Foto: uit open bronnen
Deze paneerlaag maakt de koteletten mals en heeft veel sap dat er niet uit lekt tijdens het frituren.
Als we zelfgemaakte koteletten maken, willen we dat ze mals en sappig van binnen zijn en tegelijkertijd die knapperige gouden korst hebben die ze perfect maakt. Maar soms maken paneermeel of bloem de koteletten te dicht, en wordt de korst ruw en absorbeert het veel vet. Er zijn echter enkele natuurlijke, smakelijke en gezonde vervangers die niet alleen een bruin korstje vormen, maar ook het sap in de koteletten houden.
Waarmee kun je koteletten paneren om ze gezwollen, sappig en met een gouden korst te maken?
- Havervlokken. Gemalen havervlokken houden hun vorm perfect vast, maar verstoppen de textuur van de koteletten niet. Ze absorberen wat van het sap, zodat de koteletten zacht worden van binnen met een licht krokant laagje. Deze paneerlaag is ideaal voor kip- en groentekoteletten.
- Griesmeel bevat sap en geeft volume. Het maakt de koteletten gezwollen, als een soufflé. De koteletten moeten gepaneerd worden in droge griesmeel zonder ze eerst in eieren te dompelen om een gelijkmatige korst te krijgen zonder overtollig vet.

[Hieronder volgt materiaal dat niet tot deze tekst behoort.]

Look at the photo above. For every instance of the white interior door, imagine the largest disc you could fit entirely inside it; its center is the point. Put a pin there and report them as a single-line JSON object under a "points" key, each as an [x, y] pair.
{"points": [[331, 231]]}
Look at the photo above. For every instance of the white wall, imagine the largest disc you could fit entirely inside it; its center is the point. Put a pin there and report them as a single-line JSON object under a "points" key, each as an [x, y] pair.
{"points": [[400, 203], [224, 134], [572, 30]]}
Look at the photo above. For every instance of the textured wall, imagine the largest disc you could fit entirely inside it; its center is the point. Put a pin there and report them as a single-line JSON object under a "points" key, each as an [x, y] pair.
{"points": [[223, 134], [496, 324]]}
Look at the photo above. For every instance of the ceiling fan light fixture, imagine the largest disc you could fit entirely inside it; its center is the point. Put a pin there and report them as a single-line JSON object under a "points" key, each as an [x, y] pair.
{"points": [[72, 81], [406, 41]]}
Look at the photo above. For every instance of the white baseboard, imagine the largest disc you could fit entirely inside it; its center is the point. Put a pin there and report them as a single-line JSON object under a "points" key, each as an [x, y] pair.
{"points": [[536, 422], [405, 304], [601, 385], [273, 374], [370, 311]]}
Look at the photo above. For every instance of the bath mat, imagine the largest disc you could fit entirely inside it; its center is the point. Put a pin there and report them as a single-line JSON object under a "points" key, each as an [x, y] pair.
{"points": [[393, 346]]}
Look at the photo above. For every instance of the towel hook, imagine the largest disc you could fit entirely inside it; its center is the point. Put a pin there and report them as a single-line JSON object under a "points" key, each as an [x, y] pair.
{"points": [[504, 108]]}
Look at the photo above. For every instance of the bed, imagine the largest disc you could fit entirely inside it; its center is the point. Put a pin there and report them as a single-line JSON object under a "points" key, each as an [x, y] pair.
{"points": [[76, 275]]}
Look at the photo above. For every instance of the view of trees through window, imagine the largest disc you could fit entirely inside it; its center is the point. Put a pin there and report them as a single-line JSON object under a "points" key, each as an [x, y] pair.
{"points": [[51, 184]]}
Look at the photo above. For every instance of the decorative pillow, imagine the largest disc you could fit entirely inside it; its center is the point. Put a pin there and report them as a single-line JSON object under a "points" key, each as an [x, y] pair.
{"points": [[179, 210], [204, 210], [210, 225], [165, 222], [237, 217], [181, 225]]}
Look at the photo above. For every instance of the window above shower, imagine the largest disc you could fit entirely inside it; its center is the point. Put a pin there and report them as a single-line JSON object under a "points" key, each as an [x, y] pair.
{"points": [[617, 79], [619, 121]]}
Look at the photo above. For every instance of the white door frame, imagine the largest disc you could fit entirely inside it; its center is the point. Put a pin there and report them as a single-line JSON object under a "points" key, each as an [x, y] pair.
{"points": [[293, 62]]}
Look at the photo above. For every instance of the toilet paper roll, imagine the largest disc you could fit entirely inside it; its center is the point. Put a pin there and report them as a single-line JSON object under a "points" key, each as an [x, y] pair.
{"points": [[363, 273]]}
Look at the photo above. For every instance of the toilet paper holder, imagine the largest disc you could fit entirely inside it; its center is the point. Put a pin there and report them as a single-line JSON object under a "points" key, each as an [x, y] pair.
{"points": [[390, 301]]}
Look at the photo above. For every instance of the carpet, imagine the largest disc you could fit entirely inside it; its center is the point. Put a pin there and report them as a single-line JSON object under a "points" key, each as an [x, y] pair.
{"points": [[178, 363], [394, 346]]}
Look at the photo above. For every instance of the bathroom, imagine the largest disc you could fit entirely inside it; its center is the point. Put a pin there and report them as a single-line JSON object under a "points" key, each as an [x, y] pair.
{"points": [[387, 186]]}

- Maïsmeel of grutten zorgt voor een ongelooflijk smakelijke, dunne en knapperige korst met een aangename nootachtige smaak. Deze paneerlaag is geschikt voor alle soorten vlees en zelfs vis. Meng maïsmeel met een snufje kruiden of gedroogde knoflook en de smaak van de koteletten wordt nog dieper.
- Sesamzaad of gemalen lijnzaad. Als je je koteletten een ongebruikelijke smaak wilt geven, probeer ze dan te paneren met gemalen zaden. Sesam geeft een delicate smaak, terwijl vlas een lichte nootachtige noot en extra voordelen geeft.
Voor een gelijkmatige korst laat je de koteletten na het paneren 5 minuten rusten voordat je ze bakt. Dan zal de coating strakker liggen en zal de knapperigheid langer aanhouden, zelfs na het afkoelen.